After every JSON object:
if len(ds) > 0 and state == 0:
return ds.pop(0)
If you do this, remember to emit newline or whitespace character after each JSON message. This lets the recipients JSON parser reach the state where it receives the JSON object.
But maybe it's better to use the length#json_message -protocol. :) Very few other JSON parsers are able of doing this.
This is also useful if you don't have a JSON parser you could trust. For example if your parser mishandles backslash characters and doubles them on decode/encode. Or if your parser misrecognizes floats because it tries to parse ',' rather than '.'.
The code that you write to use this driver gets easily tested. And the tables containing the recognizer come from this project, so you can trust those tables have the same behavior as here.
Also can be useful if you want to read the JSON floats into something else than floating point floats. Just write your own do_action that does it differently.
What if I want to encode JSON as well?
To encode JSON you need some routines to tokenize strings and integers. You may also require a pretty printer.
CS-TR-79-770 describes a pretty printing method that should be sufficient for tokenizing JSON.
There's a short example of the algorithm described by that
paper in the printer.py
. Call it with a json file and it
will parse your file with verifier.py
and then pretty
prints it out.
The printer.py
holds everything for stringifying
JSON except the float formatter.
Unicode Gotcha
This code and algorithms should be neutral about handling unicode characters.
With some tuning the pretty printer should even be able to handle output with non-monospace fonts. Though for convenience please treat plaintext json output as if it was monospace.
Whether this code can handle unicode characters depends on the code implemented and the programming language you use to implement it.
Bugfixes
There is some verification that the state table is correct.
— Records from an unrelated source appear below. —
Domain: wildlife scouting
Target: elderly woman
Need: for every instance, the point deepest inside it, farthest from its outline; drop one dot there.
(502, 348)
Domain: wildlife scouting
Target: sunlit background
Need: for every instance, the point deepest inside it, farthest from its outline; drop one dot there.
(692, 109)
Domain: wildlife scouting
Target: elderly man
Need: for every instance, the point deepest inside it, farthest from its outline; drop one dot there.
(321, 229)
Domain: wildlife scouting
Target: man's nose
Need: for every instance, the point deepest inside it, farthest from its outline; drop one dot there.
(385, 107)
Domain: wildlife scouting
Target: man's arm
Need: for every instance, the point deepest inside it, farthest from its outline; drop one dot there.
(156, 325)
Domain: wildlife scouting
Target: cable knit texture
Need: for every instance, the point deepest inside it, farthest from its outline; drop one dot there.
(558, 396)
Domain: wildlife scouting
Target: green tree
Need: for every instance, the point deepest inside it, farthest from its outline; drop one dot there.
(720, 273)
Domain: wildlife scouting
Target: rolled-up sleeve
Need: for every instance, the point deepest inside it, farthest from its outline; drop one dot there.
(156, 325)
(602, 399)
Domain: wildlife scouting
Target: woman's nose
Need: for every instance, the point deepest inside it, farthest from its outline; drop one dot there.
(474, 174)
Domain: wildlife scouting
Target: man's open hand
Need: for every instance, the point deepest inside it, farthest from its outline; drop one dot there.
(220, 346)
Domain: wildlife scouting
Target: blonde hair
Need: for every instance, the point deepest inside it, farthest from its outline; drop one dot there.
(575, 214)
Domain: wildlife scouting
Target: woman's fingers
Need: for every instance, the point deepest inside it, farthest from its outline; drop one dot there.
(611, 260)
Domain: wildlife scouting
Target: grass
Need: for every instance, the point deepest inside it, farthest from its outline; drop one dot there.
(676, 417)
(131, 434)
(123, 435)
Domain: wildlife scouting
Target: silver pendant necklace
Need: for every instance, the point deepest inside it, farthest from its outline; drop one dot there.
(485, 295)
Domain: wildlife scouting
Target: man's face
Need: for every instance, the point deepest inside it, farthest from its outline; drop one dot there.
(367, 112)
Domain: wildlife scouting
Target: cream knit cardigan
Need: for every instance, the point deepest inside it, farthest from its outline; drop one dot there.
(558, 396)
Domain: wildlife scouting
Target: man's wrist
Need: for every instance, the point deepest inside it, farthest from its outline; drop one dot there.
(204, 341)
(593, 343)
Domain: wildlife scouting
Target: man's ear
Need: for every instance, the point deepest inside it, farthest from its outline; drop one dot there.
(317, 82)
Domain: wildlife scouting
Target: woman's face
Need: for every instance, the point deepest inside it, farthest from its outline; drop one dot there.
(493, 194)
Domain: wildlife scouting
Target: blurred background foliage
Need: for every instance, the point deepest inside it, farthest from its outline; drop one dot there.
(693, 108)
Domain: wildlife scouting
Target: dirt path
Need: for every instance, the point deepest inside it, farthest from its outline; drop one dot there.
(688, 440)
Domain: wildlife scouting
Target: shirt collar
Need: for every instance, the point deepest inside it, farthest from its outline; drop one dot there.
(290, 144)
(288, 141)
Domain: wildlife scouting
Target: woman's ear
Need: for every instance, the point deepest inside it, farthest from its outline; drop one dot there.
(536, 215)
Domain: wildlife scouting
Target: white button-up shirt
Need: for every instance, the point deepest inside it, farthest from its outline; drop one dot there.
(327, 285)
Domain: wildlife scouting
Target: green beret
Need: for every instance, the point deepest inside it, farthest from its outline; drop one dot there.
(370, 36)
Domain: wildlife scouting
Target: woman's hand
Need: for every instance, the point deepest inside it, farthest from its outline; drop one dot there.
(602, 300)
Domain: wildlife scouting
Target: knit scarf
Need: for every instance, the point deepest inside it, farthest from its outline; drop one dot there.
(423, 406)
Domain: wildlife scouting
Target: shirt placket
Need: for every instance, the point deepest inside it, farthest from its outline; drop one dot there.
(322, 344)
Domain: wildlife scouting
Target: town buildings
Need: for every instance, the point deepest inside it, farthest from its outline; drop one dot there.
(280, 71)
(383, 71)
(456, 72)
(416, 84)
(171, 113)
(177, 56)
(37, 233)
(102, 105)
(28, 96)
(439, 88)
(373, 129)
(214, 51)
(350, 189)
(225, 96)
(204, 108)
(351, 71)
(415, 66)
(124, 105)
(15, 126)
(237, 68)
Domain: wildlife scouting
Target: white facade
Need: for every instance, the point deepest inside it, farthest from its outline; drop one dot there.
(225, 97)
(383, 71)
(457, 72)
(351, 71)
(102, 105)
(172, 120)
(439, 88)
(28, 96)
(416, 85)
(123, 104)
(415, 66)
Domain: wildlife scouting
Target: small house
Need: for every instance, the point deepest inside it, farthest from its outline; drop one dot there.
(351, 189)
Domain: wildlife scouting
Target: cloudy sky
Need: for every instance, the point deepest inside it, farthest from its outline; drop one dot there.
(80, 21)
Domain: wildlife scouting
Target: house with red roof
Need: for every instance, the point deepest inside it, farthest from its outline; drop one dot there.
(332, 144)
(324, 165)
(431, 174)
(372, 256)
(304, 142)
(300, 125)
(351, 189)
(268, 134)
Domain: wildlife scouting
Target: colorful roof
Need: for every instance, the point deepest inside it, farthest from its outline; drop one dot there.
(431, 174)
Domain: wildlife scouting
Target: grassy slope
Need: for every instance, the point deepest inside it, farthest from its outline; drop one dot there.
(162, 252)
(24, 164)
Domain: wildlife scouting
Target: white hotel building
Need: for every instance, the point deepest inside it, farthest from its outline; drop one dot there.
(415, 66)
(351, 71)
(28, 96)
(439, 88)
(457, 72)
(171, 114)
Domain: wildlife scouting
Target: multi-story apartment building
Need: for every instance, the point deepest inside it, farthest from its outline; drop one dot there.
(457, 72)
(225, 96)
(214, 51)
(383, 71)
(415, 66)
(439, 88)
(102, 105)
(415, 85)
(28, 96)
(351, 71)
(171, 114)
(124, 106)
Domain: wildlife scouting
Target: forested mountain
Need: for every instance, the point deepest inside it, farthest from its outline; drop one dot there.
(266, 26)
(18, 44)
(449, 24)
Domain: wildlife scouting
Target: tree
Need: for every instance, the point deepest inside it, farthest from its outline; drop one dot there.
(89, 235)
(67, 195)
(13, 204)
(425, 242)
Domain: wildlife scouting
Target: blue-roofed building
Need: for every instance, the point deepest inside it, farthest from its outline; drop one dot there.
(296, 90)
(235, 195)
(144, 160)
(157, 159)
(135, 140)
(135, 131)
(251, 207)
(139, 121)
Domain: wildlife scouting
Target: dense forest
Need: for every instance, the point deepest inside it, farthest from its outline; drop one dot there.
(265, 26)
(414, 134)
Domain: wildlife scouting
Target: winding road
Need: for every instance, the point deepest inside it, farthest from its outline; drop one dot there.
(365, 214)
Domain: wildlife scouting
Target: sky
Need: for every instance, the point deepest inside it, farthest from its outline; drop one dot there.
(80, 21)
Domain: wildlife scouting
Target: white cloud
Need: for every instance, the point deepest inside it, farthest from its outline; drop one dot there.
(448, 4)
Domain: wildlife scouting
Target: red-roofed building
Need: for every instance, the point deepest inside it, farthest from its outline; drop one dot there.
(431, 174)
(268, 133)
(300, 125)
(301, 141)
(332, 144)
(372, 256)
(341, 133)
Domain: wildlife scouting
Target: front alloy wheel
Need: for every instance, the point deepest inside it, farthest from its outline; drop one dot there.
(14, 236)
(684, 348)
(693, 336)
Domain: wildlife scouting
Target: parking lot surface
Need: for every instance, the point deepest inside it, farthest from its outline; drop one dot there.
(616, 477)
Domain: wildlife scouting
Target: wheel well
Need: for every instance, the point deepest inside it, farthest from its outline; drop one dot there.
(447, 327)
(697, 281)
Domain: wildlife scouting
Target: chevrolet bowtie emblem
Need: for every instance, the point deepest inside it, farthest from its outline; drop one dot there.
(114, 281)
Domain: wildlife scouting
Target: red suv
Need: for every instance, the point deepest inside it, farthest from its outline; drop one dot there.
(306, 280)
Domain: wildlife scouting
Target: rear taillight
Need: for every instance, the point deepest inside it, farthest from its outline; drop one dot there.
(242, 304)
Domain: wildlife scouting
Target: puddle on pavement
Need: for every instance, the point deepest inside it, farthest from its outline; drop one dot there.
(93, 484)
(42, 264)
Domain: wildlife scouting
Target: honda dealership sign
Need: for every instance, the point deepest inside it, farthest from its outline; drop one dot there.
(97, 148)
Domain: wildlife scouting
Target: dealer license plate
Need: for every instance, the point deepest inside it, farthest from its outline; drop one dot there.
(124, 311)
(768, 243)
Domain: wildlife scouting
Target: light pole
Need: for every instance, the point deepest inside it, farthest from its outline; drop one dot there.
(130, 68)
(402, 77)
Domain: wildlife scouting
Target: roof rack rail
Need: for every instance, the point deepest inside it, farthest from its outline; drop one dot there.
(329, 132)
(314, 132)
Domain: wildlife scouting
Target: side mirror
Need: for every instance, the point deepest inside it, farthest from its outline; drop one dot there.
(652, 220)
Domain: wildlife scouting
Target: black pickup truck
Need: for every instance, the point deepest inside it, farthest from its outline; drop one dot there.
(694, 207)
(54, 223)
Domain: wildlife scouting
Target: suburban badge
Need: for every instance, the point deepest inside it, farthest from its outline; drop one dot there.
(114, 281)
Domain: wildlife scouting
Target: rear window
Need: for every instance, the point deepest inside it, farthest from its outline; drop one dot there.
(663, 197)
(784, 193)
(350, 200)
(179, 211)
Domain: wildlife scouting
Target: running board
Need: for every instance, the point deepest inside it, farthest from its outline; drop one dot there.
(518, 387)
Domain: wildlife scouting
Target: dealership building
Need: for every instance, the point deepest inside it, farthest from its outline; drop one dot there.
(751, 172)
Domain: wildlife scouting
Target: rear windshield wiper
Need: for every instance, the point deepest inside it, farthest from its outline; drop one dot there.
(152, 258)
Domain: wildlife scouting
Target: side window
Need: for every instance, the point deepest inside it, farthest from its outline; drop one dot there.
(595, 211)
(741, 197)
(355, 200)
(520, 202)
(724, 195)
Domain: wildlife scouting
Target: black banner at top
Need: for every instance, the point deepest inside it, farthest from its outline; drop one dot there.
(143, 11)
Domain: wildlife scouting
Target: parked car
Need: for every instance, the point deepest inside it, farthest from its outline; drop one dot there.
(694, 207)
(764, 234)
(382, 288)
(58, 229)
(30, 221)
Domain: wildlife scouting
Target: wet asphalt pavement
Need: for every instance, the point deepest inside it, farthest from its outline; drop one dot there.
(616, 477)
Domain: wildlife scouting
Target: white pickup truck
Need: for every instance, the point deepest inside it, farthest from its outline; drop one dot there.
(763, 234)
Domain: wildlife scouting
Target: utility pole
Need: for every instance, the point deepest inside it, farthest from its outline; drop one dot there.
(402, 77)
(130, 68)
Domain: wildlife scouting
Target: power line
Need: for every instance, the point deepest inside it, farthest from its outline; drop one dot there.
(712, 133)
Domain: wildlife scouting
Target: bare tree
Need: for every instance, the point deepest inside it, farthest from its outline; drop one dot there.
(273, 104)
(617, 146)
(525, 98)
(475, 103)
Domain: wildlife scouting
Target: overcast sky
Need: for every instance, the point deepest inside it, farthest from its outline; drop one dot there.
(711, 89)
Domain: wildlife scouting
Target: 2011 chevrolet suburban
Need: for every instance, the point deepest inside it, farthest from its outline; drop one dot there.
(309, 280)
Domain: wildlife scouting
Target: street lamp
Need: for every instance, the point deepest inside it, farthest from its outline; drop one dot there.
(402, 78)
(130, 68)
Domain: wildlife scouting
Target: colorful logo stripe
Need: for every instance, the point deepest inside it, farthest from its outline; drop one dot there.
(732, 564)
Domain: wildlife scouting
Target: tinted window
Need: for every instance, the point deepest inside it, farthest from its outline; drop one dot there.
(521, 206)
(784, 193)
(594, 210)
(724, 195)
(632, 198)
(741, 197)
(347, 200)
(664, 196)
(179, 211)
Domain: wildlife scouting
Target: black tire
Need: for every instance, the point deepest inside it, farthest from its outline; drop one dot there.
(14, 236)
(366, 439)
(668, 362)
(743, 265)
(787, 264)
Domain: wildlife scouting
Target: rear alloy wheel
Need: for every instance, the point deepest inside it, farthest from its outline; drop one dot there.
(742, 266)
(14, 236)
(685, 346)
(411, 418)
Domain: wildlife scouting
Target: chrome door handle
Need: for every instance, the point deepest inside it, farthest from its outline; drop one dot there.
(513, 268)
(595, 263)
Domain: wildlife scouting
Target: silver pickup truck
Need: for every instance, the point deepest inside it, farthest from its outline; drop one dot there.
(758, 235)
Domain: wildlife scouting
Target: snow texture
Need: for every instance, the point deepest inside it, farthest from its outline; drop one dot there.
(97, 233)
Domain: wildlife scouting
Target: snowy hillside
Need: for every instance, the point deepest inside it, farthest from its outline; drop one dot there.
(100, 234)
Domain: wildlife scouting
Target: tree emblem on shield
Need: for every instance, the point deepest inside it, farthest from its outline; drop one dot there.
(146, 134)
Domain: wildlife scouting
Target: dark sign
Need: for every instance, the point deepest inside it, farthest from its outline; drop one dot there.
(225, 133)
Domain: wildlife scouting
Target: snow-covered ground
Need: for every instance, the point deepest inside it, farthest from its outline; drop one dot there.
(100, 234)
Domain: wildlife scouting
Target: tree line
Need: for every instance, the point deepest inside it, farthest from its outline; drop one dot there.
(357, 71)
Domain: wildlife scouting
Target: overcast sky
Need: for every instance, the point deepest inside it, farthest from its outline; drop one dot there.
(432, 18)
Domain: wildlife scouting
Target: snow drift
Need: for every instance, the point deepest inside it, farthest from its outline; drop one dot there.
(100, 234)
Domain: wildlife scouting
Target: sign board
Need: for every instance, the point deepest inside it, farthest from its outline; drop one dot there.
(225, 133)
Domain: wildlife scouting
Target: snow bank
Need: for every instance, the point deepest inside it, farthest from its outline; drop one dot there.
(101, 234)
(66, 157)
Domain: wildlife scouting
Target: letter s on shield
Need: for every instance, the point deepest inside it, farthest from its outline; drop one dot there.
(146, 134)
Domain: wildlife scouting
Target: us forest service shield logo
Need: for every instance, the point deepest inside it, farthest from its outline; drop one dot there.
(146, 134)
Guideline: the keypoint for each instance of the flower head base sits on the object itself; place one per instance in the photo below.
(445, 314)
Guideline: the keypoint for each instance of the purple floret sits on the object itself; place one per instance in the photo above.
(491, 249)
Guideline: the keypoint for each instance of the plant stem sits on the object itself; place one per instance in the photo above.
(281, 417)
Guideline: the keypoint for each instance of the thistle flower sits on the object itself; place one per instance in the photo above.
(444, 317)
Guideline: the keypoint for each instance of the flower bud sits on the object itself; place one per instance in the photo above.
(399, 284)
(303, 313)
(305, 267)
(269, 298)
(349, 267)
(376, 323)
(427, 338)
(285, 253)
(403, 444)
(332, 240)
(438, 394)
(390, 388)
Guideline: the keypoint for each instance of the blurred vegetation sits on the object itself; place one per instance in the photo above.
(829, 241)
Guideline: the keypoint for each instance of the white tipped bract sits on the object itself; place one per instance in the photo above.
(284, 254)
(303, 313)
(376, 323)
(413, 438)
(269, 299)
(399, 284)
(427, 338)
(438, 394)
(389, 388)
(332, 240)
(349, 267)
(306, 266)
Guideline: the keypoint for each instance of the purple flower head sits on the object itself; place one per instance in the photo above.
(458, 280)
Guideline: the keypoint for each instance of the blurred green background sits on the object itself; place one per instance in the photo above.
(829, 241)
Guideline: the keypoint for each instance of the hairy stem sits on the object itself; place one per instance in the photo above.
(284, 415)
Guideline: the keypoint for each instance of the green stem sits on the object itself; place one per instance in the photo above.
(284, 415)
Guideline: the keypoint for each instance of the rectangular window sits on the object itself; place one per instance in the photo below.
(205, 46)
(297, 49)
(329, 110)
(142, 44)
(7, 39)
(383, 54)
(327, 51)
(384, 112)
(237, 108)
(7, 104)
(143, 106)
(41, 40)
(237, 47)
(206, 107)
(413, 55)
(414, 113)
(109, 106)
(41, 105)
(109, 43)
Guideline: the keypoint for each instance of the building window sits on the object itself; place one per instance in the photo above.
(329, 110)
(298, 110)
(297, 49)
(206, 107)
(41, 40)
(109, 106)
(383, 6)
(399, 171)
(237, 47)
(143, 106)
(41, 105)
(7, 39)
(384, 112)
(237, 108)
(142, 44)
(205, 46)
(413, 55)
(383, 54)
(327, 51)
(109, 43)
I have made a program that goes through every state transition.
If you find a bug in the tables, do not modify them. Modify
the program build_tables.py
or file an issue in github.com.
Verifying that it works was tricky. The coverage test I did catched quite few bugs. I'm quite certain it matches with the railroad diagram on the json.org now.
License
MIT License
Copyright (c) 2016 Henri Tuhola
Permission is hereby granted, free of charge, to any person obtaining a copy of this software and associated documentation files (the "Software"), to deal in the Software without restriction, including without limitation the rights to use, copy, modify, merge, publish, distribute, sublicense, and/or sell copies of the Software, and to permit persons to whom the Software is furnished to do so, subject to the following conditions:
The above copyright notice and this permission notice shall be included in all copies or substantial portions of the Software.
THE SOFTWARE IS PROVIDED "AS IS", WITHOUT WARRANTY OF ANY KIND, EXPRESS OR IMPLIED, INCLUDING BUT NOT LIMITED TO THE WARRANTIES OF MERCHANTABILITY, FITNESS FOR A PARTICULAR PURPOSE AND NONINFRINGEMENT. IN NO EVENT SHALL THE AUTHORS OR COPYRIGHT HOLDERS BE LIABLE FOR ANY CLAIM, DAMAGES OR OTHER LIABILITY, WHETHER IN AN ACTION OF CONTRACT, TORT OR OTHERWISE, ARISING FROM, OUT OF OR IN CONNECTION WITH THE SOFTWARE OR THE USE OR OTHER DEALINGS IN THE SOFTWARE.